In the early 1980s, Salinger claimed the Carter administration bungled opportunities to free the American hostages who were held in Iran. Later he charged that the United States tricked Iraq's Saddam Hussein into invading Kuwait in 1990. And he floated a theory that Pan American Flight 103 had been blown up over Scotland in 1998 because a U.S. drug-enforcement sting had gone bad, allowing terrorists to place a bomb on the plane.
In the fall of 1996, in a speech to aviation executives in Cannes France, Salinger, 71, claimed the crash of TWA Flight 800 in July of '96 was the result of accidental "friendly fire" from a U.S. missile cruiser. Later he showed off a document and said he had "very, very strong" proof. Because the charge came from Salinger, people listened to it. Suddenly there were worldwide headlines, though the stories were skeptical. His claim was denied by the Navy and rejected by the FBI, which interviewed him at length and called it "nonsense." Despite this, Salinger stuck by his story. Salinger stated, "I acknowledge I could be wrong. If I do turn out to be totally wrong, It will be a very embarrassing thing for me."

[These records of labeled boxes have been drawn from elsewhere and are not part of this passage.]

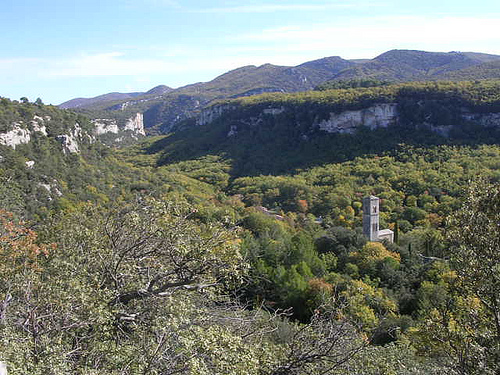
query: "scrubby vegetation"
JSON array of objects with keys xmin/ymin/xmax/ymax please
[{"xmin": 0, "ymin": 82, "xmax": 500, "ymax": 375}]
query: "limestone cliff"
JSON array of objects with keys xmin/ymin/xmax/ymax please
[
  {"xmin": 317, "ymin": 103, "xmax": 398, "ymax": 134},
  {"xmin": 91, "ymin": 112, "xmax": 146, "ymax": 144}
]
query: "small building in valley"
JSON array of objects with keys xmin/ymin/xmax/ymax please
[{"xmin": 363, "ymin": 195, "xmax": 394, "ymax": 242}]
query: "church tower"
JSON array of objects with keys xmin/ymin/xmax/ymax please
[{"xmin": 363, "ymin": 195, "xmax": 380, "ymax": 241}]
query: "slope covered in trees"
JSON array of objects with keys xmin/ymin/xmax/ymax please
[
  {"xmin": 0, "ymin": 83, "xmax": 500, "ymax": 375},
  {"xmin": 61, "ymin": 50, "xmax": 500, "ymax": 134}
]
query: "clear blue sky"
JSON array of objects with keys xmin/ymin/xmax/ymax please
[{"xmin": 0, "ymin": 0, "xmax": 500, "ymax": 104}]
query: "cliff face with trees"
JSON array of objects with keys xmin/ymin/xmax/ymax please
[{"xmin": 0, "ymin": 82, "xmax": 500, "ymax": 375}]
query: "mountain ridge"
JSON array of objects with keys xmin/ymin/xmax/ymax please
[{"xmin": 56, "ymin": 50, "xmax": 500, "ymax": 134}]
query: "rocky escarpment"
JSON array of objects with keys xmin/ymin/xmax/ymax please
[
  {"xmin": 0, "ymin": 115, "xmax": 95, "ymax": 153},
  {"xmin": 317, "ymin": 103, "xmax": 398, "ymax": 134},
  {"xmin": 91, "ymin": 112, "xmax": 146, "ymax": 143},
  {"xmin": 196, "ymin": 103, "xmax": 500, "ymax": 138}
]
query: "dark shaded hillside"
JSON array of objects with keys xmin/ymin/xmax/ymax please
[
  {"xmin": 62, "ymin": 50, "xmax": 500, "ymax": 134},
  {"xmin": 149, "ymin": 82, "xmax": 500, "ymax": 176},
  {"xmin": 334, "ymin": 50, "xmax": 500, "ymax": 81}
]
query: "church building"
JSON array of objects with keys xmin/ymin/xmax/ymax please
[{"xmin": 363, "ymin": 195, "xmax": 394, "ymax": 242}]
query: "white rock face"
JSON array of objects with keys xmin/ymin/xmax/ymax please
[
  {"xmin": 56, "ymin": 123, "xmax": 83, "ymax": 154},
  {"xmin": 462, "ymin": 113, "xmax": 500, "ymax": 127},
  {"xmin": 318, "ymin": 103, "xmax": 398, "ymax": 134},
  {"xmin": 124, "ymin": 113, "xmax": 146, "ymax": 135},
  {"xmin": 56, "ymin": 134, "xmax": 80, "ymax": 154},
  {"xmin": 262, "ymin": 107, "xmax": 285, "ymax": 116},
  {"xmin": 196, "ymin": 105, "xmax": 233, "ymax": 126},
  {"xmin": 31, "ymin": 115, "xmax": 50, "ymax": 136},
  {"xmin": 92, "ymin": 118, "xmax": 118, "ymax": 135},
  {"xmin": 0, "ymin": 123, "xmax": 31, "ymax": 149}
]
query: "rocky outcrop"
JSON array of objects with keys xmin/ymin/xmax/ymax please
[
  {"xmin": 123, "ymin": 113, "xmax": 146, "ymax": 135},
  {"xmin": 317, "ymin": 103, "xmax": 398, "ymax": 134},
  {"xmin": 92, "ymin": 118, "xmax": 118, "ymax": 135},
  {"xmin": 56, "ymin": 123, "xmax": 83, "ymax": 154},
  {"xmin": 0, "ymin": 123, "xmax": 31, "ymax": 149},
  {"xmin": 31, "ymin": 115, "xmax": 51, "ymax": 136},
  {"xmin": 462, "ymin": 113, "xmax": 500, "ymax": 127},
  {"xmin": 262, "ymin": 107, "xmax": 285, "ymax": 116},
  {"xmin": 92, "ymin": 113, "xmax": 146, "ymax": 143},
  {"xmin": 196, "ymin": 105, "xmax": 234, "ymax": 126}
]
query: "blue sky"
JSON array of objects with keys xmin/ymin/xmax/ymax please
[{"xmin": 0, "ymin": 0, "xmax": 500, "ymax": 104}]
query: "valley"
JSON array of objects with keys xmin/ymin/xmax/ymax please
[{"xmin": 0, "ymin": 50, "xmax": 500, "ymax": 375}]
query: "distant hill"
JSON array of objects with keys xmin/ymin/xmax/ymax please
[
  {"xmin": 57, "ymin": 50, "xmax": 500, "ymax": 134},
  {"xmin": 148, "ymin": 81, "xmax": 500, "ymax": 176},
  {"xmin": 59, "ymin": 92, "xmax": 144, "ymax": 109},
  {"xmin": 326, "ymin": 50, "xmax": 500, "ymax": 82}
]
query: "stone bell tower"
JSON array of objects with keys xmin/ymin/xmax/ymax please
[{"xmin": 363, "ymin": 195, "xmax": 380, "ymax": 241}]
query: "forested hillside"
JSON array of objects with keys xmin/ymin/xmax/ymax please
[
  {"xmin": 0, "ymin": 85, "xmax": 500, "ymax": 375},
  {"xmin": 61, "ymin": 50, "xmax": 500, "ymax": 134}
]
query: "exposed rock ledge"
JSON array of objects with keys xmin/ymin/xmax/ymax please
[
  {"xmin": 317, "ymin": 103, "xmax": 398, "ymax": 134},
  {"xmin": 92, "ymin": 113, "xmax": 146, "ymax": 140},
  {"xmin": 124, "ymin": 113, "xmax": 146, "ymax": 135},
  {"xmin": 0, "ymin": 123, "xmax": 31, "ymax": 149}
]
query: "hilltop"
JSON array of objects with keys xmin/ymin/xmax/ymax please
[{"xmin": 56, "ymin": 50, "xmax": 500, "ymax": 134}]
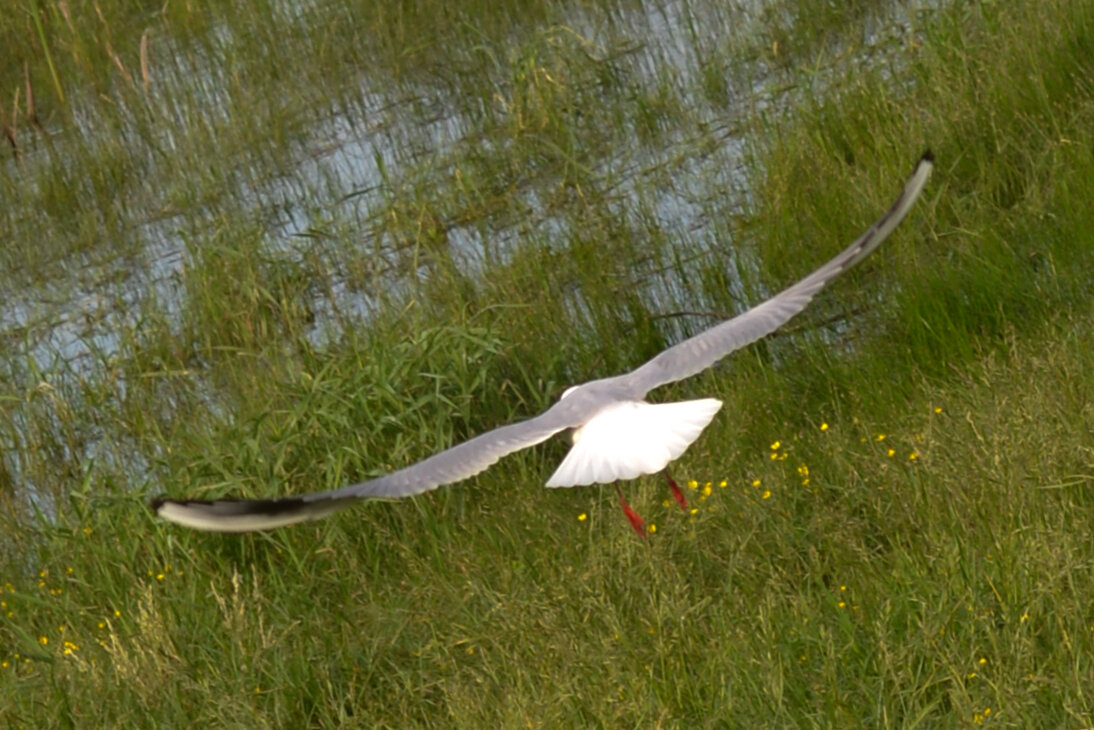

When the dust had settled, his "very, very strong" proof turned out to be a memo that had been circulating on the Internet since August, '96. The memo, which purported to be a copy of an actual document "proving" friendly fire brought down TWA Flight 800, was vigorously discredited by the Navy, though many in the public still believe it to be true. Interestingly enough, Salinger, had previously claimed that his "proof" was NOT limited to the Internet memo. I guess the truth changes.
Despite America's First Amendment, and despite the fact that TWA Flight 800's crash is not a matter of National Security, rumor has it the Navy pressured and/or threatened the private citizen who posted the"memo" on the Internet into removing it. Food for thought, free thinkers.
In the fall of 1996, Salinger dug his teeth into the story, vowing to pursue it. He stated, "I want to see If I can come up with more information for the FBI."
As this is written, in May of 1998, Salinger is apparently still in the process of gathering additional data.